What is mesenteric adenitis typically associated with?
URTI with cervical lymphadenopathy.
What is the treatment for abdominal migraine?
Pizotifen (serotonin receptor antagonist). Used as prophylaxis in children with frequent, severe symptoms.
What is the gold standard investigation for Coeliac disease?
Intestinal (jejunal) biopsy showing villous atrophy and crypt hyperplasia.
What area of the digestive tract does Crohn’s affect?
Mouth to anus.
What are the features of Crohn’s?
Transmural inflammation.
Discontinuous with skip lesions.
Granulomatous (look for granulomas on histology)
Rectal sparing.
Fissures, fistulae, abscesses and strictures.
Perianal disease.
What are the extra GI symptoms of Crohn’s?
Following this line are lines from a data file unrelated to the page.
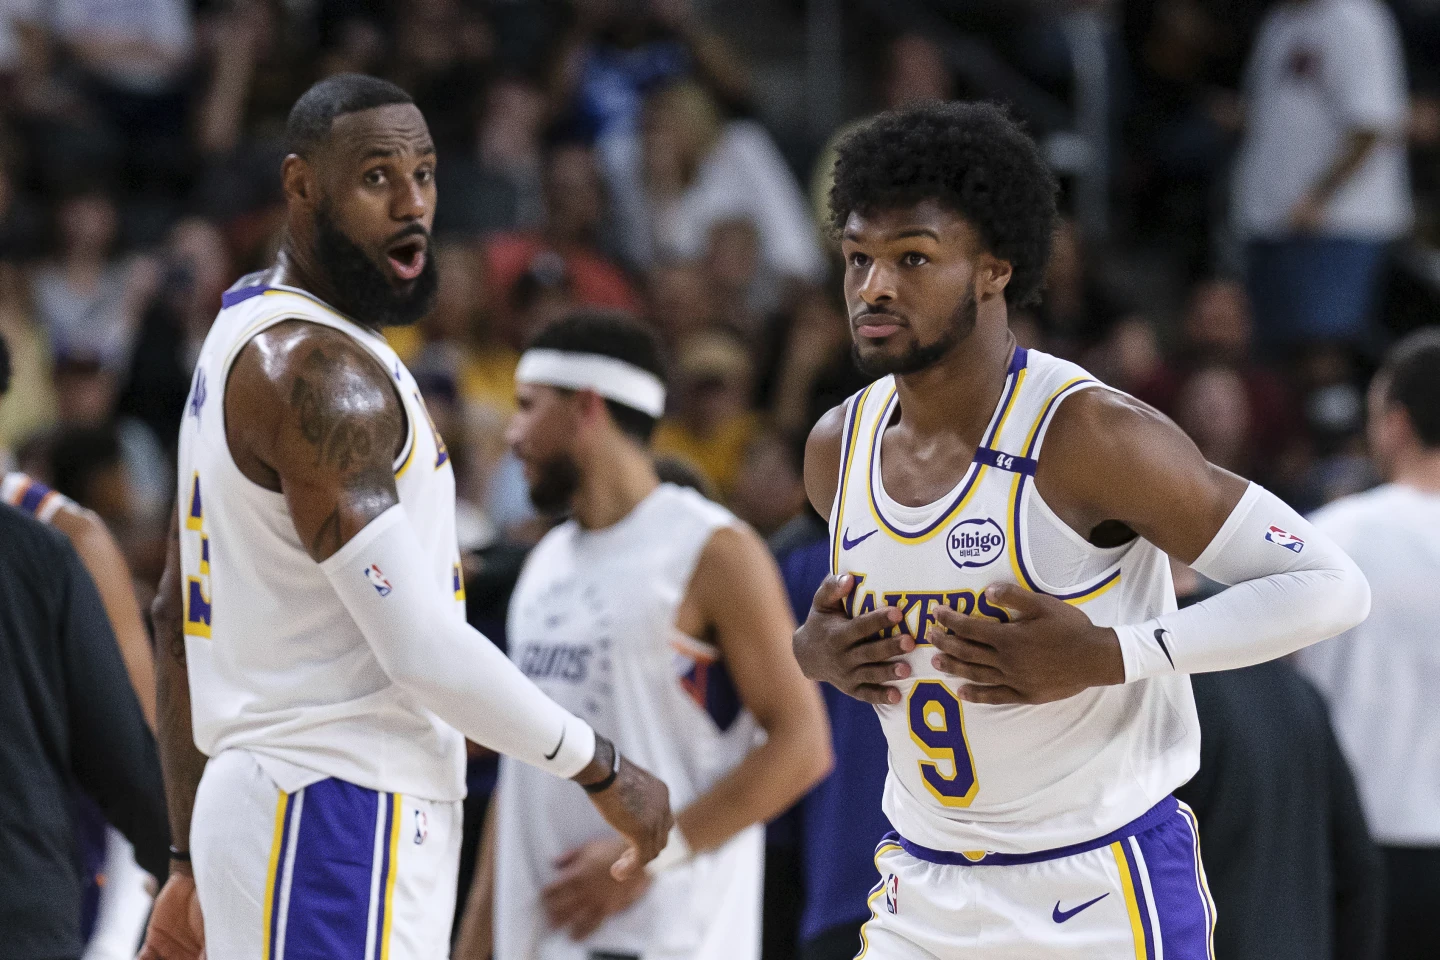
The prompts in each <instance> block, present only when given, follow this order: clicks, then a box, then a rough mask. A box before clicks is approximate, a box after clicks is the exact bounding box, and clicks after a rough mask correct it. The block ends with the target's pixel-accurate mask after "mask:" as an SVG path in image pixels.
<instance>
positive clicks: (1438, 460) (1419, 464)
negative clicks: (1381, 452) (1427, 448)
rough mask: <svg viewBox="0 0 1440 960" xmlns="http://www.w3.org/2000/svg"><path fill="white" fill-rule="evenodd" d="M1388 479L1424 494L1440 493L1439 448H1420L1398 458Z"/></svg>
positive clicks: (1439, 451)
mask: <svg viewBox="0 0 1440 960" xmlns="http://www.w3.org/2000/svg"><path fill="white" fill-rule="evenodd" d="M1390 481H1391V482H1392V484H1400V485H1401V486H1411V488H1414V489H1418V491H1421V492H1426V494H1440V450H1426V449H1420V450H1416V452H1413V453H1407V455H1404V456H1401V458H1398V459H1397V462H1395V466H1394V469H1391V475H1390Z"/></svg>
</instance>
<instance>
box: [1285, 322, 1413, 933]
mask: <svg viewBox="0 0 1440 960" xmlns="http://www.w3.org/2000/svg"><path fill="white" fill-rule="evenodd" d="M1369 449H1371V455H1372V456H1374V459H1375V463H1377V466H1378V468H1380V471H1381V474H1382V475H1384V478H1385V481H1387V482H1385V484H1382V485H1381V486H1377V488H1375V489H1372V491H1367V492H1364V494H1356V495H1354V497H1345V498H1342V499H1338V501H1335V502H1333V504H1331V505H1328V507H1325V508H1322V510H1319V511H1316V512H1315V514H1313V515H1312V521H1313V522H1315V525H1316V527H1319V528H1320V530H1323V531H1325V533H1328V534H1329V535H1332V537H1335V541H1336V543H1339V544H1341V545H1342V547H1345V550H1348V551H1349V553H1351V554H1352V556H1354V557H1355V563H1356V564H1359V569H1361V570H1364V571H1365V576H1367V577H1368V579H1369V581H1371V586H1372V589H1374V592H1375V603H1374V609H1372V610H1371V615H1369V619H1368V620H1365V622H1364V623H1361V625H1359V626H1356V628H1354V629H1352V630H1348V632H1346V633H1344V635H1341V636H1336V638H1335V639H1333V640H1328V642H1325V643H1316V645H1315V646H1310V648H1306V649H1305V651H1302V652H1300V655H1299V666H1300V669H1302V671H1303V672H1305V674H1306V675H1308V676H1309V678H1310V679H1312V681H1315V685H1316V687H1319V688H1320V692H1322V694H1323V695H1325V699H1326V701H1328V704H1329V708H1331V720H1332V721H1333V724H1335V734H1336V737H1338V738H1339V741H1341V747H1342V748H1344V750H1345V754H1346V759H1348V760H1349V763H1351V766H1352V767H1354V769H1355V782H1356V786H1358V787H1359V794H1361V803H1362V806H1364V807H1365V819H1367V820H1368V823H1369V832H1371V835H1372V836H1374V838H1375V842H1377V843H1380V846H1381V849H1382V851H1384V855H1385V862H1387V869H1388V884H1387V891H1385V897H1387V900H1388V914H1390V915H1388V923H1387V925H1385V938H1387V953H1385V956H1387V957H1392V959H1394V960H1410V959H1414V960H1418V959H1420V957H1428V956H1433V954H1434V948H1436V941H1437V938H1440V915H1437V914H1436V904H1437V902H1440V697H1437V695H1436V691H1437V689H1440V593H1437V592H1436V584H1437V583H1440V331H1437V330H1434V328H1428V330H1423V331H1420V332H1416V334H1411V335H1410V337H1407V338H1405V340H1403V341H1401V343H1398V344H1395V347H1394V348H1392V350H1391V351H1390V356H1388V357H1387V358H1385V364H1384V366H1382V367H1381V370H1380V373H1378V374H1377V376H1375V379H1374V380H1372V381H1371V389H1369Z"/></svg>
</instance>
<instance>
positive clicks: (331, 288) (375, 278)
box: [315, 203, 439, 330]
mask: <svg viewBox="0 0 1440 960" xmlns="http://www.w3.org/2000/svg"><path fill="white" fill-rule="evenodd" d="M419 230H420V233H416V236H420V235H423V236H426V237H428V236H429V235H428V233H425V227H419ZM410 233H415V232H413V230H410ZM432 255H433V250H432V249H431V248H429V245H426V250H425V266H423V268H422V269H420V275H419V276H416V278H415V279H413V281H412V282H410V289H408V291H403V292H402V291H397V289H396V288H395V286H393V285H392V284H390V281H389V279H387V278H386V275H384V272H383V271H382V269H380V268H379V266H376V265H374V262H372V261H370V258H369V256H366V252H364V250H361V249H360V248H359V246H357V245H356V243H354V240H351V239H350V237H348V236H346V233H344V230H341V229H340V227H338V226H336V222H334V217H331V216H330V204H328V203H323V204H321V206H320V209H318V210H317V212H315V258H317V259H318V261H320V268H321V269H323V271H324V272H325V276H327V278H328V279H330V295H331V298H333V299H334V301H336V302H334V304H333V307H336V308H337V309H338V311H340V312H343V314H347V315H348V317H354V318H356V320H359V321H360V322H361V324H364V325H367V327H372V328H374V330H380V328H383V327H409V325H410V324H413V322H415V321H418V320H419V318H420V317H425V315H426V314H428V312H431V307H432V305H433V304H435V291H436V288H438V285H439V275H438V272H436V269H435V258H433V256H432Z"/></svg>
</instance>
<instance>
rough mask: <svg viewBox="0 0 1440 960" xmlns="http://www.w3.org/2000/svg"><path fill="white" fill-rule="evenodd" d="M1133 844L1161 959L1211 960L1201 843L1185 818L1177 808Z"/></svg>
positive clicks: (1146, 832) (1182, 810)
mask: <svg viewBox="0 0 1440 960" xmlns="http://www.w3.org/2000/svg"><path fill="white" fill-rule="evenodd" d="M1135 841H1136V843H1139V846H1140V853H1142V855H1143V858H1145V872H1146V874H1149V878H1151V895H1152V897H1153V898H1155V915H1156V918H1158V920H1159V927H1161V928H1159V940H1161V944H1162V946H1164V948H1165V960H1210V930H1211V915H1210V901H1208V898H1207V897H1205V892H1204V891H1202V889H1201V885H1200V882H1201V881H1200V861H1198V859H1197V851H1198V849H1200V843H1198V842H1197V839H1195V829H1194V826H1192V825H1191V820H1189V818H1188V816H1187V813H1185V812H1184V810H1179V809H1176V810H1175V815H1174V816H1169V818H1166V820H1165V822H1164V823H1161V825H1158V826H1155V828H1153V829H1151V830H1146V832H1145V833H1138V835H1136V836H1135ZM1126 855H1129V851H1126ZM1142 915H1143V914H1142Z"/></svg>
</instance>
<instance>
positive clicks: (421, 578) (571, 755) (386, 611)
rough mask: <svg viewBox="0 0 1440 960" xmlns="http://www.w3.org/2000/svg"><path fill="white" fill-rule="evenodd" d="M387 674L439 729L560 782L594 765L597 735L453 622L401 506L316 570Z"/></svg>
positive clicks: (408, 517) (354, 540) (474, 632)
mask: <svg viewBox="0 0 1440 960" xmlns="http://www.w3.org/2000/svg"><path fill="white" fill-rule="evenodd" d="M320 569H321V570H324V571H325V576H327V577H328V579H330V583H331V584H333V586H334V587H336V593H338V594H340V602H341V603H344V606H346V610H348V612H350V616H351V617H354V622H356V625H357V626H359V628H360V632H361V633H364V638H366V640H369V643H370V648H372V649H373V651H374V656H376V659H379V661H380V666H382V668H383V669H384V672H386V675H389V678H390V679H392V681H395V682H396V684H399V685H400V687H403V688H405V689H408V691H409V692H410V694H413V695H415V698H416V699H419V701H420V702H422V704H425V705H426V707H428V708H429V710H432V711H433V712H435V714H436V715H438V717H439V718H441V720H444V721H445V723H448V724H451V725H452V727H455V728H456V730H459V731H461V733H462V734H465V735H467V737H469V738H471V740H474V741H475V743H480V744H484V746H485V747H490V748H491V750H495V751H497V753H503V754H505V756H508V757H514V759H516V760H523V761H524V763H528V764H531V766H536V767H539V769H541V770H546V771H549V773H554V774H556V776H560V777H573V776H575V774H576V773H579V771H580V770H583V769H585V764H588V763H589V761H590V759H592V757H593V756H595V731H593V730H590V727H589V724H586V723H585V721H583V720H580V718H579V717H575V715H572V714H570V712H569V711H566V710H564V708H563V707H560V705H559V704H556V702H554V701H553V699H550V698H549V697H546V695H544V694H543V692H541V691H540V688H539V687H536V685H534V684H533V682H531V681H530V678H528V676H526V675H524V674H521V672H520V669H518V668H517V666H516V665H514V664H511V662H510V659H508V658H507V656H505V655H504V653H501V652H500V649H498V648H497V646H495V645H494V643H491V642H490V640H488V639H485V636H484V635H482V633H481V632H480V630H477V629H475V628H472V626H469V625H468V623H465V620H462V619H461V617H458V616H455V610H454V600H452V599H451V597H448V596H446V594H444V593H442V592H441V589H439V586H438V584H436V581H435V573H433V570H435V563H433V560H432V558H429V557H426V556H425V553H423V550H422V548H420V541H419V540H418V538H416V535H415V530H413V528H412V527H410V521H409V517H408V515H406V514H405V507H402V505H399V504H396V505H395V507H392V508H390V510H387V511H384V512H383V514H380V515H379V517H376V518H374V520H372V521H370V522H369V524H367V525H366V528H364V530H361V531H360V533H359V534H356V535H354V538H353V540H350V543H347V544H346V545H344V547H341V548H340V551H338V553H336V554H334V556H333V557H330V558H328V560H325V561H324V563H323V564H320Z"/></svg>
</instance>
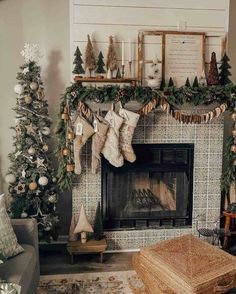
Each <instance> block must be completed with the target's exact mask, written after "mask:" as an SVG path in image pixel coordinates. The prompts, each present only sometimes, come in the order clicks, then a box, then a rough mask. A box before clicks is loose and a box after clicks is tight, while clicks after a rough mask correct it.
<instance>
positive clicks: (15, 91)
mask: <svg viewBox="0 0 236 294" xmlns="http://www.w3.org/2000/svg"><path fill="white" fill-rule="evenodd" d="M14 91H15V93H16V94H18V95H21V94H22V93H23V91H24V88H23V86H22V85H21V84H16V85H15V87H14Z"/></svg>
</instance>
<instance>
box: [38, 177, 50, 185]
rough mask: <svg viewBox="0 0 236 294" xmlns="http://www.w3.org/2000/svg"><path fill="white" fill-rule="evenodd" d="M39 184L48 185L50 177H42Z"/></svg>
mask: <svg viewBox="0 0 236 294" xmlns="http://www.w3.org/2000/svg"><path fill="white" fill-rule="evenodd" d="M38 183H39V185H41V186H46V185H47V184H48V178H47V177H40V178H39V180H38Z"/></svg>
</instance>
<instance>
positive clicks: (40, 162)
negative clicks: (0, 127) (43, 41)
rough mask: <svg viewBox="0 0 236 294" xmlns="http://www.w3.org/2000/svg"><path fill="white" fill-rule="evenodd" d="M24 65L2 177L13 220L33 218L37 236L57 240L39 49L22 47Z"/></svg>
mask: <svg viewBox="0 0 236 294" xmlns="http://www.w3.org/2000/svg"><path fill="white" fill-rule="evenodd" d="M21 54H22V55H23V57H24V58H25V64H23V65H22V66H21V67H20V69H21V71H20V72H19V73H18V74H17V80H18V83H17V85H15V87H14V91H15V93H16V94H17V101H16V107H15V109H14V110H15V112H16V119H15V124H16V125H15V127H13V128H12V129H13V130H14V131H15V136H14V138H13V144H14V148H15V150H14V151H13V152H12V153H10V154H9V158H10V161H11V166H10V168H9V170H8V173H7V175H6V177H5V179H6V182H7V183H8V184H9V187H8V190H9V193H10V195H11V198H12V202H11V214H12V217H13V218H29V217H32V218H36V219H37V221H38V228H39V237H40V239H44V240H46V241H50V237H53V239H56V238H57V223H58V216H57V212H56V203H57V189H56V181H57V179H56V178H55V177H54V171H53V169H52V167H51V161H50V159H49V158H48V149H49V147H48V143H47V141H48V139H49V137H50V126H51V123H52V121H51V119H50V118H49V117H48V103H47V101H46V100H45V99H44V88H43V83H42V80H41V77H40V67H39V66H38V61H39V57H40V54H39V48H38V46H37V45H32V46H31V45H29V44H25V47H24V50H23V51H22V52H21Z"/></svg>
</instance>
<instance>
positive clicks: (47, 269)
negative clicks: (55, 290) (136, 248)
mask: <svg viewBox="0 0 236 294" xmlns="http://www.w3.org/2000/svg"><path fill="white" fill-rule="evenodd" d="M39 254H40V272H41V275H57V274H70V273H83V272H106V271H123V270H131V269H132V255H133V253H105V254H104V262H103V263H100V255H99V254H86V255H77V256H75V257H74V264H73V265H71V264H70V256H69V254H68V253H67V251H66V248H65V245H62V246H51V247H48V248H46V247H44V248H41V249H40V253H39Z"/></svg>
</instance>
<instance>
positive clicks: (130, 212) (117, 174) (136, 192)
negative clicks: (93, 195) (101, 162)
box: [102, 144, 194, 229]
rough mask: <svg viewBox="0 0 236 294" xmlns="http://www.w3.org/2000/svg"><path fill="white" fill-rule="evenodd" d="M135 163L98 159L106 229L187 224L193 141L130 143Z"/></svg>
mask: <svg viewBox="0 0 236 294" xmlns="http://www.w3.org/2000/svg"><path fill="white" fill-rule="evenodd" d="M133 148H134V150H135V153H136V155H137V160H136V162H135V163H128V162H126V163H125V164H124V166H122V167H120V168H115V167H113V166H112V165H110V164H109V162H108V161H107V160H105V159H104V158H103V160H102V207H103V219H104V226H105V228H106V229H140V228H153V227H160V226H163V227H167V226H189V225H191V223H192V187H193V152H194V146H193V144H134V145H133Z"/></svg>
Fever, arthritis, uveitis.
What is an investigation for Crohn’s?
Endoscopy.
What is the management for Crohn’s?
Exclusive enteral nutrition (feed them loads of milk for 7-8 weeks and they get better).
Corticosteroids: prednisolone, budesonide.
Aminosalicylates: sulfasalazine, mesalazine.
Antibiotics.
Immunomodulators: methotrexate, azathioprine, 6-mecaptopurine.
Biologics: infliximab, adalimumab.
Surgery.
What are the features of UC?
Affects only the mucosa.
No granulomas.
No skip lesions (the whole colon is affected).
Ulcers.
What are the extra GI symptoms of UC?
Mouth ulcers, arthritis, erythema nodosum, spondylitis.